Microsoft DAT206x: Analyzing and Visualizing Data with Excel Review

You never actually analyze and visualize data, but this course is worth taking as it’s a good introduction to using Power Pivot and Power Query–both of which are useful for managing large amounts of data in Excel. Just make sure you manage your expectations.

Update: To follow my progress in this program, check the Microsoft Professional Program tag.

 

Context

For those who are following this blog for my data science updates, it might be of interest to you that I am still working on Microsoft’s Professional Program for Data Science  (on beta). I have recently completed my second course, Analyzing and Visualizing Data with Excel.

This was my gateway course to the program. Excel enthusiasts at work had recommended it as a good introduction to PowerPivot, and it was only later that I found out the course was part of a larger data science program.

My primary purpose for taking the course was increasing my proficiency in Excel. I currently manage a large-scale project with an equally large-scale tracking spreadsheet. The spreadsheet easily gets out of hand due to the sheer number of assets involved and because it pulls data regularly from multiple data sources. I was hoping the course would help me clean up the data and make it sustainable to maintain in the long run.

Because of this, I’m reviewing the course from a more practical Can I use this at work? perspective rather than its relation (or lack of) to data science.

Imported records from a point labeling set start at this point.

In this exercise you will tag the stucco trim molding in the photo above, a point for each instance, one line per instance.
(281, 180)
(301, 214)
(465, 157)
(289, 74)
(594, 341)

It took me about a month to complete, starting September 2016. You can follow my progress in the MS Data Science Program by using my tag Microsoft Professional Program.

Prerequisites

The course builds heavily on the use of Pivot Tables in Excel, so if you aren’t familiar with that I would recommend AGAINST proceeding with the rest of the course. There are a number of pivot tutorials available so just pick one you’re comfortable with before moving forward.

The course also makes references to other Excel functions such as INDEX, MATCH, and VLOOKUP. These aren’t necessary to the course but would be good to know.

For some modules, a background in querying in SQL will come in handy. This is probably why the recommended MS Data Science curriculum places Querying with Transact-SQL prior to the Excel course. Personally I’m not familiar with SQL, but I managed to get by with using similar logic from other querying languages such as JQL*.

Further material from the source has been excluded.